While our current curriculum varies enormously from place to place, it is probably safe to say that the Pareto Rule almost universally applies: 80 percent of the curriculum’s lasting value to the students comes from 20 percent of the content. So we need to assess why we teach the things we do, and to see if we can’t teach those same fundamental things in newer, more twenty-first-century-useful ways. As an ex-high school math teacher, I know, for example, that the same logical lessons that 2000 year-old geometry is meant to teach can be taught in a much more future-thinking way through programming. Assuming this happens, no kid needs a second semester of geometry, and possibly not even an entire single semester, to be prepared for the twenty-first century. In Language Arts, along with the classics of fiction that kids are (and should be) taught, we ought to also be teaching the classics of science fiction– the literature about the future.

I’m sure some will agree with these (personal) views, and others will disagree. And that is precisely my point.

We cannot and will not reach consensus on a twenty-first century curriculum in the current fragmented environment without some major outside intervention.

I believe the only way for the fundamental, massive curriculum change we need to happen is for a group with the independence, prestige and financial and marketing power of the Gates Foundation to provide political and social “cover” for such change. The Foundation can do this by creating and blessing a new “standard” twenty-first century “Gates” curriculum that blends the past or legacy content with future content, in a contemporary, different, and dynamic way.

Obviously it will be a massive undertaking to create such a curriculum, and there will be no way to force any school, district or state to adopt and use it. But if it comes out well, and gets endorsed by the leading, most highly-respected thinkers of our day – from science, from education, and from other areas – adopting “The Gates Curriculum” can become a politically safe, and even forward-thinking thing for school boards and states to do.
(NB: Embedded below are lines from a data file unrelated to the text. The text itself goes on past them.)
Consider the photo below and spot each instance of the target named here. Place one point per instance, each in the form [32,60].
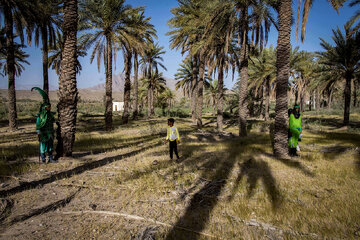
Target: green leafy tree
[110,25]
[343,57]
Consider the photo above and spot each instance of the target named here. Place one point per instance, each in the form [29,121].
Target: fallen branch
[156,200]
[87,186]
[110,173]
[47,208]
[268,227]
[138,218]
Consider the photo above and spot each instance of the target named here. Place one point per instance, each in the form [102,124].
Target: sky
[322,19]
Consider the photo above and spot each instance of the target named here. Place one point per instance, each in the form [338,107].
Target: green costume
[45,127]
[295,128]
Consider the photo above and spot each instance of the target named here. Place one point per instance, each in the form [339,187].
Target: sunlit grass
[221,184]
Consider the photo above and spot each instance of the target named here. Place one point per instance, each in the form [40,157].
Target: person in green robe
[45,127]
[295,130]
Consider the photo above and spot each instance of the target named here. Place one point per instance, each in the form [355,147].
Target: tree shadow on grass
[333,122]
[71,172]
[256,170]
[292,163]
[202,203]
[357,163]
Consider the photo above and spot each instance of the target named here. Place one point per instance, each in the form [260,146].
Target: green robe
[295,129]
[45,127]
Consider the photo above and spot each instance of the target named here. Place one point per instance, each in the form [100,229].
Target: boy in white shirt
[173,138]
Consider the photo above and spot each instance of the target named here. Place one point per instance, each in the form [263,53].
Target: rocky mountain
[119,80]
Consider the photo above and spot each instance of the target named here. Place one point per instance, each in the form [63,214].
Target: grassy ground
[223,188]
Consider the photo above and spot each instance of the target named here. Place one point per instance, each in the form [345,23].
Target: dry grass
[224,186]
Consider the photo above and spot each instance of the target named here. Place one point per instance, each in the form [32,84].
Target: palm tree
[168,97]
[55,58]
[282,64]
[150,62]
[211,94]
[188,26]
[16,14]
[110,22]
[184,76]
[221,47]
[354,18]
[20,59]
[259,22]
[344,58]
[155,84]
[262,74]
[46,22]
[141,33]
[68,93]
[146,33]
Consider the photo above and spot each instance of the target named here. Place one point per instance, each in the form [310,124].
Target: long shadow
[71,172]
[255,171]
[50,207]
[292,163]
[187,152]
[202,203]
[357,163]
[330,122]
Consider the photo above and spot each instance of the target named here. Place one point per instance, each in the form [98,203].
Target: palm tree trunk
[220,96]
[296,96]
[194,89]
[127,87]
[267,100]
[152,101]
[318,99]
[149,102]
[302,101]
[45,58]
[329,99]
[347,95]
[356,86]
[68,94]
[243,74]
[282,65]
[108,85]
[199,100]
[10,61]
[136,87]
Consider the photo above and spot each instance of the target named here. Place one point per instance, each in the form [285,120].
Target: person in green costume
[295,130]
[45,127]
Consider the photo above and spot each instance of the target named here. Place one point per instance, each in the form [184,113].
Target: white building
[118,106]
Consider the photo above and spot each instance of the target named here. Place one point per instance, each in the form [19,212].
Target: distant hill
[119,81]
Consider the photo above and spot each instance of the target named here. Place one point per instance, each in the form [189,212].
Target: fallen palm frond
[138,218]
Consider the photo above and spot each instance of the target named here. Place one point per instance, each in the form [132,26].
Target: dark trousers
[173,148]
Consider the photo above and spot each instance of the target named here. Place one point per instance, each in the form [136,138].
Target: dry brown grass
[224,186]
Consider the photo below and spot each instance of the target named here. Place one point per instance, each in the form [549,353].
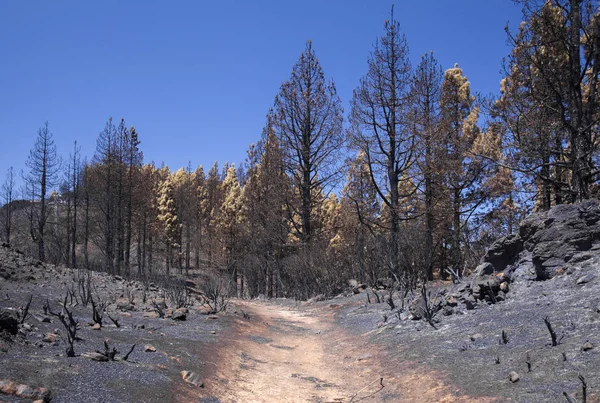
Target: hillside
[489,328]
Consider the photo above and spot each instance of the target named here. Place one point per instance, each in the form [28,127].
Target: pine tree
[8,189]
[44,166]
[378,119]
[167,217]
[229,223]
[308,123]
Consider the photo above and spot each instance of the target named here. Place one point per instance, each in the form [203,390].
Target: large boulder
[9,322]
[550,241]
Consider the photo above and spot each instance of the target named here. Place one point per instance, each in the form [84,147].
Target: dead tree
[555,342]
[71,325]
[111,354]
[431,305]
[23,311]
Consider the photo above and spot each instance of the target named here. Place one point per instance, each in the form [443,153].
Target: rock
[476,336]
[585,279]
[124,305]
[151,315]
[25,392]
[452,301]
[204,310]
[192,378]
[180,314]
[94,356]
[513,376]
[8,387]
[9,322]
[417,308]
[448,311]
[50,338]
[161,303]
[549,243]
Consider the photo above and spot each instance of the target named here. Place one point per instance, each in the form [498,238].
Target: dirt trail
[298,354]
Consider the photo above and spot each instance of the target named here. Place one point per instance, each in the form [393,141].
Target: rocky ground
[484,339]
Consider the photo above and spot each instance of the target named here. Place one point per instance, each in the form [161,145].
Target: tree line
[420,179]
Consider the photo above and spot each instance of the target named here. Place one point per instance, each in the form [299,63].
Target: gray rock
[585,279]
[192,378]
[9,322]
[476,336]
[95,356]
[180,314]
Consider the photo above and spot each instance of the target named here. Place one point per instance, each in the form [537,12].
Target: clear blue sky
[196,78]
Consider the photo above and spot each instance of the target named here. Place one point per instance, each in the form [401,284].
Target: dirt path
[297,354]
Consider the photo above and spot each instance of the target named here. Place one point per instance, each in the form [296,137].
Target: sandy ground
[299,354]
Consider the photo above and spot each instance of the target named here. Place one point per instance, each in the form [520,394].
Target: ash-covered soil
[36,356]
[487,341]
[468,348]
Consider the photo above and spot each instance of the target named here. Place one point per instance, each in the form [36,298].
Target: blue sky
[196,78]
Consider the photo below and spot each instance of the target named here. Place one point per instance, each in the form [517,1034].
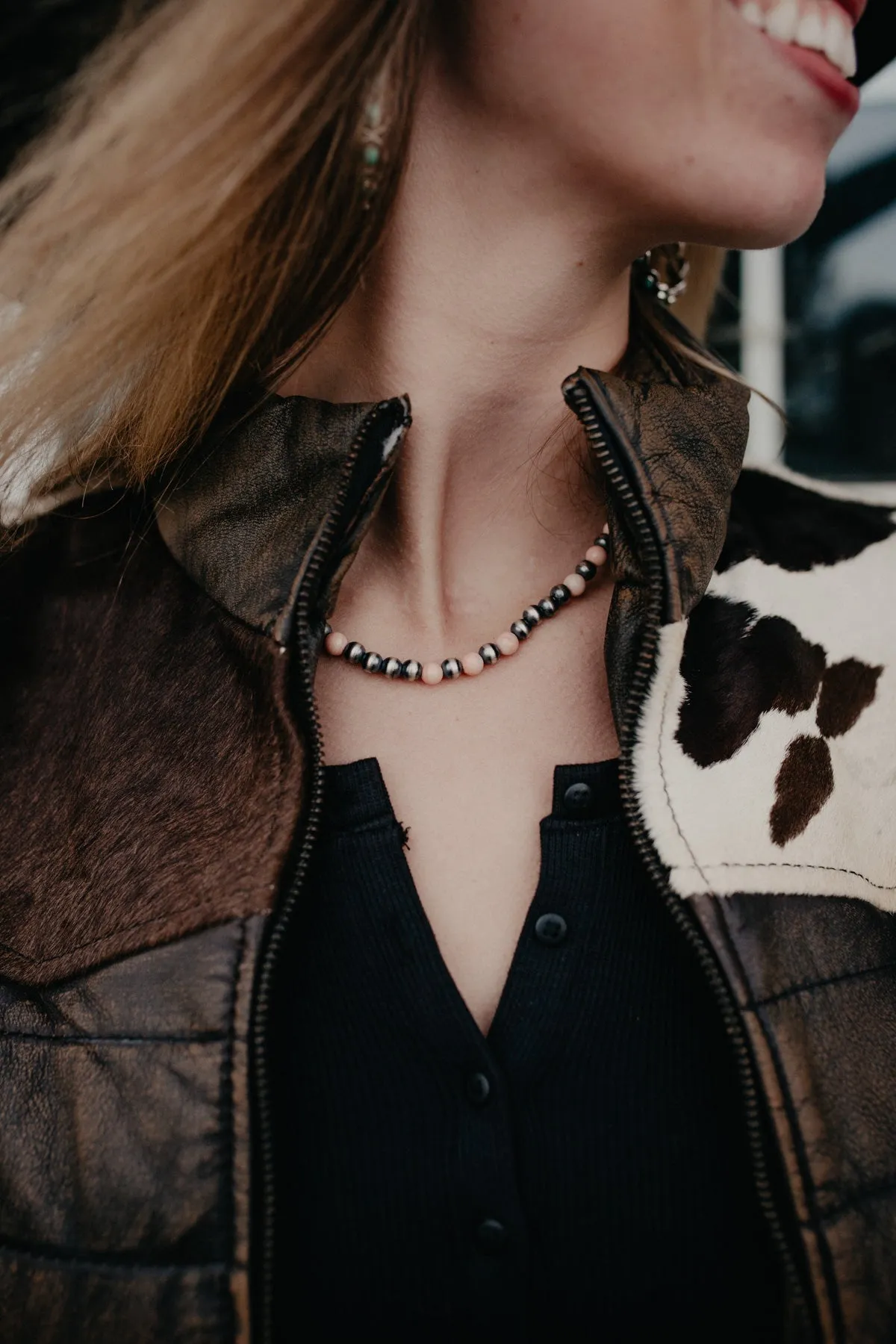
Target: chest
[467,766]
In this way, the Gates Foundation could have a similar, or even greater effect than the Carnegie Commission in the 1970s, which had a huge impact on our higher education institutions. While those institutions may now again be ripe for change, the Carnegie Commission was revolutionary in its time, producing an “astonishing volume of high-quality material,” (according to an evaluation at .) Although they were not successful at everything they undertook, “in a number of instances, the influence of the commission and council, and the bevy of affiliated scholars, was substantial” (same reference.) Many of the commission’s recommendations became close to universal in their adoption and application.

Currently, I can’t see any other organization besides the Gates Foundation – not even the Federal Government – with the ability to have the same influence and impact on the public school curriculum.

Of course there are many other pressing issues in public education besides curriculum. They include, among others, teacher quality and training, teaching methodology, class sizes, student relationships, using technology, and assessment. But of all the pressing issues facing public education, I think curricular reform is only one where the Gates Foundation could leave an indelible mark for the future of which no one else is capable.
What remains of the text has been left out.